VAL. FLAC. 'Argonaut', iv. 36.
Friend of my youth! when young we rov'd, Like striplings, mutually belov'd, With Friendship's purest glow; The bliss, which wing'd those rosy hours, Was such as Pleasure seldom showers On mortals here below.
The recollection seems, alone, Dearer than all the joys I've known, When distant far from you: Though pain, 'tis still a pleasing pain, To trace those days and hours again, And sigh again, adieu!
My pensive mem'ry lingers o'er, Those scenes to be enjoy'd no more, Those scenes regretted ever; The measure of our youth is full, Life's evening dream is dark and dull, And we may meet—ah! never!
As when one parent spring supplies Two streams, which from one fountain rise, Together join'd in vain; How soon, diverging from their source, Each, murmuring, seeks another course, Till mingled in the Main!
Our vital streams of weal or woe, Though near, alas! distinctly flow, Nor mingle as before: Now swift or slow, now black or clear, Till Death's unfathom'd gulph appear, And both shall quit the shore.

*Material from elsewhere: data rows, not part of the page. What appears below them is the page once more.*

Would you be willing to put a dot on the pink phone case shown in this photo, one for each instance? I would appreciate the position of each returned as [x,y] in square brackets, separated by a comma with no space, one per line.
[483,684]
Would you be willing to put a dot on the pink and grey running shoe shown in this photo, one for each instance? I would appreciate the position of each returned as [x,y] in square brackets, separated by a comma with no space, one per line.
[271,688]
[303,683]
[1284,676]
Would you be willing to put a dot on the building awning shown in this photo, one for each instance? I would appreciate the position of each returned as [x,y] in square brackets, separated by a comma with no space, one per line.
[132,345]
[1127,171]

Our souls, my Friend! which once supplied One wish, nor breathed a thought beside, Now flow in different channels: Disdaining humbler rural sports, 'Tis yours to mix in polish'd courts, And shine in Fashion's annals;
'Tis mine to waste on love my time, Or vent my reveries in rhyme, Without the aid of Reason; For Sense and Reason (critics know it) Have quitted every amorous Poet, Nor left a thought to seize on.

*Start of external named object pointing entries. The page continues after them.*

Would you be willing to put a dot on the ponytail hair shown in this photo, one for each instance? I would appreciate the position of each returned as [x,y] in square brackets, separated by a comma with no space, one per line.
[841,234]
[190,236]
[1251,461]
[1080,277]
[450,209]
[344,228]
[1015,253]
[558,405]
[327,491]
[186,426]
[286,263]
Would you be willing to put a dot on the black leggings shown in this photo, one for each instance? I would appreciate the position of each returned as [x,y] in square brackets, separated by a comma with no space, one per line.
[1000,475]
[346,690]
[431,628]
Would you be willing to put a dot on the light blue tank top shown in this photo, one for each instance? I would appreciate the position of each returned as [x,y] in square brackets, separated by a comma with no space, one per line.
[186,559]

Poor LITTLE! sweet, melodious bard! Of late esteem'd it monstrous hard That he, who sang before all; He who the lore of love expanded, By dire Reviewers should be branded, As void of wit and moral. 

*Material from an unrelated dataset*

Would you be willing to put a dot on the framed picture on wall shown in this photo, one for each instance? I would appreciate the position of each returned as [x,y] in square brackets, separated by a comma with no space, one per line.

And yet, while Beauty's praise is thine, Harmonious favourite of the Nine! Repine not at thy lot. Thy soothing lays may still be read, When Persecution's arm is dead, And critics are forgot.
Still I must yield those worthies merit Who chasten, with unsparing spirit, Bad rhymes, and those who write them: And though myself may be the next By critic sarcasm to be vext, I really will not fight them. 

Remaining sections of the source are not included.